A confusing blanket list, and for good reason: since its publication, some web celebrities fear being compared to personalities accused of questionable practices, who might fear seeing their activities better regulated.
“I was introduced to this platform as a way to defend ourselves against laws that were too extreme, which could have wrongly penalized honest content creators,” Squeezie wrote on Twitter. “In reality, this forum makes no distinction between content creators and influencers, and only seems to be trying to limit the damage to malicious influencers.”
As for the substance, it is not the law that is being drafted that poses a problem for him.
He joins the youtuber Dr.
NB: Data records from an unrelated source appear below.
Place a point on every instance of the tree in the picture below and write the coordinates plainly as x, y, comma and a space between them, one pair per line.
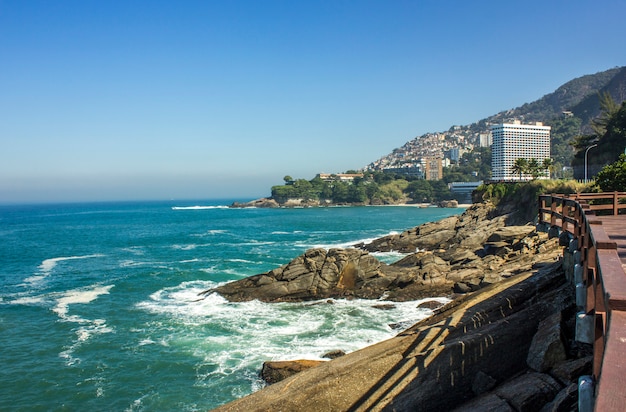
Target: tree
420, 191
548, 164
520, 167
609, 108
534, 168
613, 177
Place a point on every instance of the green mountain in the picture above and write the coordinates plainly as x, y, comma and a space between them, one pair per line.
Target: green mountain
569, 110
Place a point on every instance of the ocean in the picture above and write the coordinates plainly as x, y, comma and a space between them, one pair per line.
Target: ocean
99, 305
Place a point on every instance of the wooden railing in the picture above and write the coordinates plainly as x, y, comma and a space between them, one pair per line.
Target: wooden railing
604, 282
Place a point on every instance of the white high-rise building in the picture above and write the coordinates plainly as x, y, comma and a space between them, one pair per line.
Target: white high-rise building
512, 141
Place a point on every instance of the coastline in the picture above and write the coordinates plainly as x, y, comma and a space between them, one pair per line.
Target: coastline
510, 310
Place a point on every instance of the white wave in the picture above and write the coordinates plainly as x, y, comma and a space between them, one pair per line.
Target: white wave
190, 260
389, 257
88, 327
27, 300
49, 264
241, 261
199, 207
78, 296
279, 330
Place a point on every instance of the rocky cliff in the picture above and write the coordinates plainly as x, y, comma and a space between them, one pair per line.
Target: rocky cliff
458, 254
504, 342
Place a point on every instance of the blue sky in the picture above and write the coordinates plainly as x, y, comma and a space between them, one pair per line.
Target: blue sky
121, 100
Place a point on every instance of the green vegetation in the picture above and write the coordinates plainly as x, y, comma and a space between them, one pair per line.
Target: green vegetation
610, 136
522, 198
376, 188
612, 178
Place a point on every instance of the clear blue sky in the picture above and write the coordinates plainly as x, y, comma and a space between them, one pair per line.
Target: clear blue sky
112, 100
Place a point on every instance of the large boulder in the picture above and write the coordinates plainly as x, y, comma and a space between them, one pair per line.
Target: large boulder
474, 344
276, 371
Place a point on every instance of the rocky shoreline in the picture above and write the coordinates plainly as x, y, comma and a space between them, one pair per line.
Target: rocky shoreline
268, 202
504, 342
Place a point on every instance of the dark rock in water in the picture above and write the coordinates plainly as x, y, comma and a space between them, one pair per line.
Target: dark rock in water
529, 392
276, 371
430, 304
475, 342
260, 203
547, 348
333, 354
489, 402
384, 306
482, 383
569, 371
465, 253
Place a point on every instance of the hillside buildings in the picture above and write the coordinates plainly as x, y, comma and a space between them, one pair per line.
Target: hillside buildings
512, 141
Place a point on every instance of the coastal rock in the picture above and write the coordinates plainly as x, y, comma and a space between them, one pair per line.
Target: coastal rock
260, 203
529, 392
463, 265
476, 342
276, 371
333, 354
547, 348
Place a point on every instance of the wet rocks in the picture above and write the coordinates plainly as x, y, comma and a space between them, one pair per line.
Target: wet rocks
459, 254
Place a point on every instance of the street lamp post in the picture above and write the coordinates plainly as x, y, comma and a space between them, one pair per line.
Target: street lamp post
587, 151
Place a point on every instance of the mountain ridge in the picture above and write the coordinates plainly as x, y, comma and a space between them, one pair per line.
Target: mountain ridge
578, 98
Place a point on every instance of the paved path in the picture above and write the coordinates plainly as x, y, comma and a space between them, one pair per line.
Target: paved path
615, 228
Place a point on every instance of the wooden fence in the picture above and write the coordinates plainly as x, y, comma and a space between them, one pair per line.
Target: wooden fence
604, 281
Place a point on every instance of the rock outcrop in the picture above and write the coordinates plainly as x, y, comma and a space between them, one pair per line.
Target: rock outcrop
495, 349
459, 254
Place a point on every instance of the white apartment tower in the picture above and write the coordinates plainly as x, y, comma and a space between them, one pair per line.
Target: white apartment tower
512, 141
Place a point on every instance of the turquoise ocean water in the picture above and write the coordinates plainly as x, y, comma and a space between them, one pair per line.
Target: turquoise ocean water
99, 305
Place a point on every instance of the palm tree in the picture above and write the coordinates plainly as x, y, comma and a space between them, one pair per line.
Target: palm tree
534, 168
520, 167
548, 164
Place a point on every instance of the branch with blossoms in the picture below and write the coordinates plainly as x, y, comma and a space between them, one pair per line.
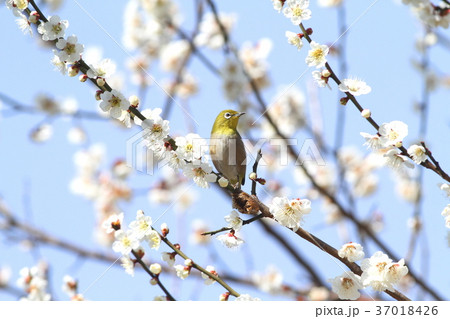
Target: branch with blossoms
319, 52
182, 153
290, 214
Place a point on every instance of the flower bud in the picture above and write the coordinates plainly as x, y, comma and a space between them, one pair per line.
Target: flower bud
164, 229
101, 82
34, 17
140, 252
326, 73
83, 78
224, 296
134, 101
366, 113
98, 93
155, 268
223, 182
153, 281
73, 70
344, 101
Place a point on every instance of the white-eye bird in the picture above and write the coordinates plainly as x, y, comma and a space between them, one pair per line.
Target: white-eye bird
227, 149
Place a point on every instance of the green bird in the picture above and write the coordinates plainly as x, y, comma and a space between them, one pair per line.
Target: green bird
227, 149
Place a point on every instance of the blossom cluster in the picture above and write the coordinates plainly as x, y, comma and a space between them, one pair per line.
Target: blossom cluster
188, 152
379, 272
106, 188
129, 240
389, 137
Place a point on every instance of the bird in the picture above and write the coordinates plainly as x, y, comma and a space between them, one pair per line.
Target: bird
227, 149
Nozman, whose signature also appears on the platform, who assures in a tweet that after reading the bill, he finally judges that the planned measures are “mostly necessary to move in the right direction and that they point precisely to real problems”. and dangers”.
• Who’s behind?
At the initiative of the text, we find the first professional federation in the sector, launched in January, the Union of Influential Professions and Content Creators (Umicc). “We regret that the forum signed by content creators in the JDD it was poorly perceived”, the organization defended in a reaction shared with the Tech&Co newsroom. Claiming to support this law, the Umicc argues that this text was simply intended to “provide education around the profession of creator.”
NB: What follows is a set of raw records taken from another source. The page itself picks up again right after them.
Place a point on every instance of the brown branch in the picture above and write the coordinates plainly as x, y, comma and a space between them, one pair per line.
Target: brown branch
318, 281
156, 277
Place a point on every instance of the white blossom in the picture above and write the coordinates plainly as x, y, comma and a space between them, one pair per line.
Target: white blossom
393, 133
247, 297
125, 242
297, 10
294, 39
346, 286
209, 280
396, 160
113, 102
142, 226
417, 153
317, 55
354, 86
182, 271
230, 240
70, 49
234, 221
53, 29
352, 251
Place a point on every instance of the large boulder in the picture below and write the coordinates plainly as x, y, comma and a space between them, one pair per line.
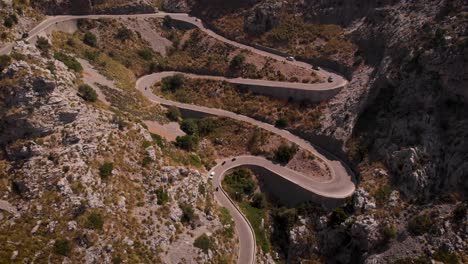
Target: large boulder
263, 17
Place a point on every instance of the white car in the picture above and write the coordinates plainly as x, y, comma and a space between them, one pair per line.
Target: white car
211, 175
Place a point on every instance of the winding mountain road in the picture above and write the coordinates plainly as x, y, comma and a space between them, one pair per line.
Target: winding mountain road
339, 186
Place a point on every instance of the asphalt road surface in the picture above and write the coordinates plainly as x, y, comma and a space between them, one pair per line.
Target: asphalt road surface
339, 186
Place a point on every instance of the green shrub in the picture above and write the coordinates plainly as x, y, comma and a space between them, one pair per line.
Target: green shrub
106, 170
189, 126
90, 39
43, 44
146, 161
158, 140
187, 142
123, 34
259, 201
92, 55
206, 126
388, 232
94, 221
281, 123
337, 217
445, 256
146, 54
168, 22
62, 247
162, 196
237, 62
188, 214
172, 83
419, 225
240, 183
204, 243
459, 213
5, 61
87, 93
285, 153
69, 61
382, 194
173, 113
8, 22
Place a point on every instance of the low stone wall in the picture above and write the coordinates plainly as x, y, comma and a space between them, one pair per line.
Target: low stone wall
289, 193
283, 93
270, 50
330, 65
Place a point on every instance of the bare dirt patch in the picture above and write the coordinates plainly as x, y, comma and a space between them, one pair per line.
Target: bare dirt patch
168, 131
308, 164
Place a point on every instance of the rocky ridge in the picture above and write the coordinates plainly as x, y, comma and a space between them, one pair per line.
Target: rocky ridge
52, 173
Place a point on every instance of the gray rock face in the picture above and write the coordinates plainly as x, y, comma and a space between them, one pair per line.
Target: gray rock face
183, 6
362, 200
263, 17
365, 232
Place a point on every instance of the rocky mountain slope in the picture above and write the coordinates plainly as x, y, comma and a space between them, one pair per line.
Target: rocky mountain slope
79, 183
402, 120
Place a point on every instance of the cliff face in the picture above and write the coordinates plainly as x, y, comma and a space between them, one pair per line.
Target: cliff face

Several influencers have since explained that they agreed in principle, without having the possibility of rereading the text, as indicated by the Youtuber Linca on his Twitter account. Some claim to have misread it, such as the travel blogger Bruno Maltoror even not having considered it.
“We all sign something with two or three WhatsApp exchanges, YouTuber Seb La Frite lamented into the microphone of France Inter this morning. “We all look like a bit of an idiot! Which is kind of the case because we’re really stupid to have acted like that.”